The mechanism used for AstraZeneca and Johnson & Johnson’s anti-Covid vaccines (along with Russian vaccine Sputnik V and China’s CanSino) may also be used to develop new treatments for cancer.
How does it work?
An adenovirus which has been rendered harmless (using various techniques) is modified in the laboratory to carry a series of genetic instructions that help counteract a given illness. In the case of Covid, the virus contains a segment of DNA inserted by genetic engineers which prompts our body’s cells, when voluntarily infected with the vaccine, to produce the now-infamous protein Spike of the SARS-CoV-2 coronavirus (which, as we all now know, causes Covid), even though the actual coronavirus is not present.
These Spikes protein (which are harmless) created by our cells trigger the alarm in our immune system, which sees them as intruders and develops antibodies against them.

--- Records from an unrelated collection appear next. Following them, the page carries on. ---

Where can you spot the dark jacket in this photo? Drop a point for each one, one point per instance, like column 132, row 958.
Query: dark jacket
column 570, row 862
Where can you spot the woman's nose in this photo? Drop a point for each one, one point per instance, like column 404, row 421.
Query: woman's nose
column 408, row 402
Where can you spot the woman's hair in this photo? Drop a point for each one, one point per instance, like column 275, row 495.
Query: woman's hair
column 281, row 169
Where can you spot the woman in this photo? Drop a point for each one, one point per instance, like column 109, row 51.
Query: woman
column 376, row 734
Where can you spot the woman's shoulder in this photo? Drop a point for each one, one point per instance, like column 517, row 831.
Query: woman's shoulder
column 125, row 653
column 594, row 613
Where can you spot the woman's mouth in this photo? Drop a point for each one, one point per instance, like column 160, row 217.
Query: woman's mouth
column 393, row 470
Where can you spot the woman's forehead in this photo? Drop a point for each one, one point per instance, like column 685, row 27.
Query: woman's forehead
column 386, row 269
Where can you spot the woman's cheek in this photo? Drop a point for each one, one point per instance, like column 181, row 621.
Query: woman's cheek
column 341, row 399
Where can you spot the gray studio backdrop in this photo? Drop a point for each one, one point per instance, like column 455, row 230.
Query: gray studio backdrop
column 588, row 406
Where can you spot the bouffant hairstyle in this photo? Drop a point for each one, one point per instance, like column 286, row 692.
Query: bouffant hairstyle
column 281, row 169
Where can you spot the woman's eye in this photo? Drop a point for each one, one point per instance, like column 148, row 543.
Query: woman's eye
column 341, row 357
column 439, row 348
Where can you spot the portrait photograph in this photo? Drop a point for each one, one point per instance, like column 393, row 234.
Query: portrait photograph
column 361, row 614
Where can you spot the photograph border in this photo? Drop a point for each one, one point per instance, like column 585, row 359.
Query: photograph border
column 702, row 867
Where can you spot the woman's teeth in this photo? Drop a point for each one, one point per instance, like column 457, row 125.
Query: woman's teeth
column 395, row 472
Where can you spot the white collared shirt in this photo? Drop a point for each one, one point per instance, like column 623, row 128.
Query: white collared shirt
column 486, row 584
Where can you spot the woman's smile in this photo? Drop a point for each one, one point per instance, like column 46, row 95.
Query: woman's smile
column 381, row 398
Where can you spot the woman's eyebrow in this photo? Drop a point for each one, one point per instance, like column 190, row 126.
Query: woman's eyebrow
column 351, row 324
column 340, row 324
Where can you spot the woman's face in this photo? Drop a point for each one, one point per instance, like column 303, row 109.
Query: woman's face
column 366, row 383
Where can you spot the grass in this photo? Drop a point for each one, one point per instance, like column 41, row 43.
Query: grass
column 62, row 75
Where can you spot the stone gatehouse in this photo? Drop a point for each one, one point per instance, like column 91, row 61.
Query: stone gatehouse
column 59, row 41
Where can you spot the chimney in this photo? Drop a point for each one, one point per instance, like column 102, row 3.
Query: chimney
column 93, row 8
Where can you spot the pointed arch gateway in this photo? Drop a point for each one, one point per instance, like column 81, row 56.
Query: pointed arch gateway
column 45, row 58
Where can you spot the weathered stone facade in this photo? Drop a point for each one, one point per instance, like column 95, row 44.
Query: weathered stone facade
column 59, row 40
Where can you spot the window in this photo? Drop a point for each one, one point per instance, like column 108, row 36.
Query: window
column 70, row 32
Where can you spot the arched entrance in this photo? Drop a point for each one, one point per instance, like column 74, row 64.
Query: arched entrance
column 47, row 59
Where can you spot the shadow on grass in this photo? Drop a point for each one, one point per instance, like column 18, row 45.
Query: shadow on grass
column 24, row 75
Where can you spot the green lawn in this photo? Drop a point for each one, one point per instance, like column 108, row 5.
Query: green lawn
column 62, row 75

If the coronavirus should then subsequently appear, it would be easy for the body’s defence system to identify it - thanks to the Spikes - and eliminate it.
The same technique used against Ebola
A similar mechanism has also been used for the two vaccines approved against Ebola, and to combat some rare genetic diseases: in this case, however, the section of DNA inserted into the viral carrier (or vector, to use the technical term) is not used to sound the immune system’s alarm, but instead to prompt the cells to make the missing proteins, or replace defective ones (rare genetic illnesses often come about due to the absence, or malfunction, of a protein).
As we were saying, thoughts have now turned to doing something similar against tumours, using the viral vector to take instructions into cancerous cells, prompting the cells to produce a drug (a monoclonal antibody) which will then destroy them.
It is the brainchild of researchers at Zurich’s University Hospital, who published the results of their work in PNAS magazine.
The Swiss academics inserted the instructions for producing trastuzumab (a monoclonal antibody already successfully used against some forms of breast cancer) into the genetic code of an adenovirus similar to the one used in the anti-Covid vaccines. The technique was used in experiments on laboratory animals.
The virus quickly penetrated the tumour cells, which then produced a vast amount of trastuzumab: the antibody concentrations were in fact 1,800 times higher than those recorded when the monoclonal antibody is injected straight into the tumour (an approach which is not normally adopted: trastuzumab is generally administered intravenously, making the process even slower).
This makes for a far more powerful effect, leading to less side effects for healthy tissues which are not reached by the trastuzumab, a fact the researchers verified using a highly specific technique known as PACT.
A highly versatile platform
The method developed by the oncologists at Zurich University Hospital has been named SHREAD (from SHielded, REtargetted ADenovirus), and looks set to be a highly versatile “platform”: depending on the genetic material inserted into the virus, the academics will be attempting to obtain results against other types of tumours or microorganisms.
The platform might well offer a decisive new approach which speeds up treatment, enhancing effectiveness whilst at the same time reducing the toxicity of healthy tissues.